This talk focuses on how to use statistical machine learning techniques and big data to solve problems in finance and economics. It begins with an overview on the genesis of machine learning and AI and how statistical and computational methods have evolved with growing dimensionality and sample sizes and become the foundation of modern machine learning and AI. It introduces simple yet power techniques to deal with heavy tailness and dependence that stylize financial data. We showcase the applications in high frequency trading and sentiment learning from Chinese financial textual data.
We present the predictability in ultra high-frequency finance, with focus on returns and durations. Based on 101 stocks in the S\&P 100 index over 505 days, we quantified and documented the predictability and confirmed that it exists universally. We unveil important predictors and showed how the predictability depends on the market environments and stock characteristics and the timeliness of data.

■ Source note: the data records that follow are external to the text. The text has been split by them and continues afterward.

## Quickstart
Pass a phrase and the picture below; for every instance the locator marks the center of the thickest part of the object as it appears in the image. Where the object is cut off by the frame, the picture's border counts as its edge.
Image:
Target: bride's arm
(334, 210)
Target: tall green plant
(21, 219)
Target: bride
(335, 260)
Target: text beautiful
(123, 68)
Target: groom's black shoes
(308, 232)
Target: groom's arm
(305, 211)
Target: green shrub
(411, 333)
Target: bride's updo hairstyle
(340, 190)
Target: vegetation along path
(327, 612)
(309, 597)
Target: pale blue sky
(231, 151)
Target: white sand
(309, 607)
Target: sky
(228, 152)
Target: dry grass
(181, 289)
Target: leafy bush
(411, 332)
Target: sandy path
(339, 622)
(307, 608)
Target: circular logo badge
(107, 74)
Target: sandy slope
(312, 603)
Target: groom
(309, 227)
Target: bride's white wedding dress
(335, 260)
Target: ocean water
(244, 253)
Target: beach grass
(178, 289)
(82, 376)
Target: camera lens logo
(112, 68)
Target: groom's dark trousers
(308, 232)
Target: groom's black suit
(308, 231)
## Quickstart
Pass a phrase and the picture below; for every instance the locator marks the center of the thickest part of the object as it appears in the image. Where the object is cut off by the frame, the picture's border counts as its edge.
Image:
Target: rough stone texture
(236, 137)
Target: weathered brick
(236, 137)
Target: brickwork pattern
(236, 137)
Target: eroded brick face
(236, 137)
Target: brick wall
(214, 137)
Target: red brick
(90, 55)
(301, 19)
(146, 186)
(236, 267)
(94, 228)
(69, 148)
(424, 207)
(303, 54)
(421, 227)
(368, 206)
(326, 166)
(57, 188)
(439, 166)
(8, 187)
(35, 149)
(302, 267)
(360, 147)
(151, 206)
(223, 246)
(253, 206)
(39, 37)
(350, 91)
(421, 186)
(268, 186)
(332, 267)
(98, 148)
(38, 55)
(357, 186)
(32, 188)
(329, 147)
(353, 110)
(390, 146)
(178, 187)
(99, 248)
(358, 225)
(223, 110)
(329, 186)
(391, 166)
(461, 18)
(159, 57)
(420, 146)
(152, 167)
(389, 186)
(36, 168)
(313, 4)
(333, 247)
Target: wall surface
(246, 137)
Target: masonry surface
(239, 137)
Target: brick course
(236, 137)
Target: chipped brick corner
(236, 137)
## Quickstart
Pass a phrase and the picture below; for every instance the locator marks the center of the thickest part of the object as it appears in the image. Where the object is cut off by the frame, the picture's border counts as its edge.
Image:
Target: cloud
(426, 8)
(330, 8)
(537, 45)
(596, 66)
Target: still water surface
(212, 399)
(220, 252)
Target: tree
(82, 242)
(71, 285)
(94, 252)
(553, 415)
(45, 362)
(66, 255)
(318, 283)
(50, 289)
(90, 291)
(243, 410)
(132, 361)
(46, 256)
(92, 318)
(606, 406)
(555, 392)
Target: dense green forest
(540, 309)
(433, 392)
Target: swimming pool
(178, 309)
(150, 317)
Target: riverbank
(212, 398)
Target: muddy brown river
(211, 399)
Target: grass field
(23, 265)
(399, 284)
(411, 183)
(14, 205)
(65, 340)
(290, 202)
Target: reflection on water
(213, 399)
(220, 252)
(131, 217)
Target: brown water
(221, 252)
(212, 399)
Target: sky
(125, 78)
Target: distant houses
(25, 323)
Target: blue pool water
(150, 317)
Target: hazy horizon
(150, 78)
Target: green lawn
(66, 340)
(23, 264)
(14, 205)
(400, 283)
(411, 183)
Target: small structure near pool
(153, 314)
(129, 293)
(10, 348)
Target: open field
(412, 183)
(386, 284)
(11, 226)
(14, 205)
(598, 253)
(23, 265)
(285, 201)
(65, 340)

For Chinese text analysis, we introduce FarmPredict to let machines learn financial returns directly. Based on approximately 2 million pieces of news, we show that positive sentiments scored by our FarmPredict approach generate on average 83 bps daily excess returns, while negative news has an adverse impact of 26 bps on the days of news announcements. This asymmetric effect aligns well with the short-sale constraints in the Chinese equity market. This lends further support that our FarmPredict can learn the sentiments embedded in financial news.